L’attente a été longue. Mais elle a porté ses fruits. Plus de soixante ans après son vol, une statue africaine s’apprête à retrouver sa place dans les collections nationales. Disparue des réserves du Musée de l’homme, entre 1945 et 1950, cette sculpture bembe, originaire du Congo-Brazzaville, devrait prochainement rejoindre le Musée du quai Branly, selon nos informations, confirmées par l’établissement. Le musée est "en voie de conclure un accord" avec l’actuel propriétaire de l’oeuvre, un collectionneur américain "de bonne foi", précise la direction.

Cette pièce est considérée comme "exceptionnelle". Rapportée par le Père Constantin Tastevin, elle avait intégré les collections du Musée ethnographique, l’ancêtre du Musée de l’homme, en 1934. Inventoriée sous la référence 1934. 82.12., elle témoignait des différents voyages de l’explorateur, notamment en Afrique centrale.

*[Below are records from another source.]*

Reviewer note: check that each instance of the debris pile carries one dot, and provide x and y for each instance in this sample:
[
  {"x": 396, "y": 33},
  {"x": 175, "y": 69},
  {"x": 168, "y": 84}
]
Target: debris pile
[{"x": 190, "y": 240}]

Surtout, cette statue de type nkonde, destinée à lutter contre les forces occultes mais aussi objet dépositaire de la mémoire du clan, avait été collectée dans la région de Mouyoudzi. Or très peu de statues ont été trouvées dans cette partie du Congo. A fortiori pas des pièces de cette dimension. Avec 71 cm de hauteur, cette statue masculine présentait une taille peu commune. Pour un conservateur d’aujourd’hui, il paraît d’ailleurs très étonnant de ne pas l’avoir exposée au public.

PAS DE DESCRIPTIF PRÉCIS

C’est en effet lors d’un vol dans les réserves du Musée que l’oeuvre a disparu. D’autres pièces ont été dérobées à la même époque. Les règles de conservation des objets restaient encore assez souples. Il n’était pas rare de voir un anthropologue emporter une pièce dans son sac afin de la présenter à ses étudiants lors d’un cours à l’université. "Leur valeur était considérée comme essentiellement ethnographique, explique Yves Le Fur, directeur des collections du Quai Branly. Le Musée de l’homme était un établissement scientifique qui n’avait pas vraiment une culture de musée."

Du reste, lorsque le vol eut lieu, personne ne déposa plainte. Et lorsqu’en 1983 un membre de la Société des amis du Musée de l’homme reconnut la statue lors de l’exposition précédant une vente, chez Sotheby’s, à New York, l’établissement fut bien en peine d’en réclamer la restitution. D’autant que les archives du département Afrique avaient elles aussi été dérobées. De quoi convaincre les africanistes que le forfait avait bénéficié, pour le moins, de complicités internes.

Pas de descriptif précis ni de photos (celle que nous présentons fut prise chez Sotheby’s), tout juste l’inventaire laissé par le Révérend Tastevin en 1934 : la négociation avec le propriétaire fut difficile. Les yeux en porcelaine avaient disparu, des lames de métal et des chiffons avaient été ajoutés sur le ventre. Comment prouver l’origine ? Sotheby’s accepta de stopper la vente. Mais le collectionneur refusa de restituer la pièce. Conscient de pouvoir aisément arguer de sa bonne foi, il en exigeait 85 000 dollars. La somme fut jugée excessive par la direction des Musées de France. Le nkonde retourna chez le collectionneur.

Mais la pièce était à présent marquée au fer rouge. Invendable sur le marché officiel. Lorsque, au début de l’année, le même propriétaire décida de la présenter à nouveau chez Sotheby’s, la maison de vente alerta le musée. Au Quai Branly, on ne souhaite pas indiquer le montant des négociations. Tout juste indique-t-on que la somme est "raisonnable".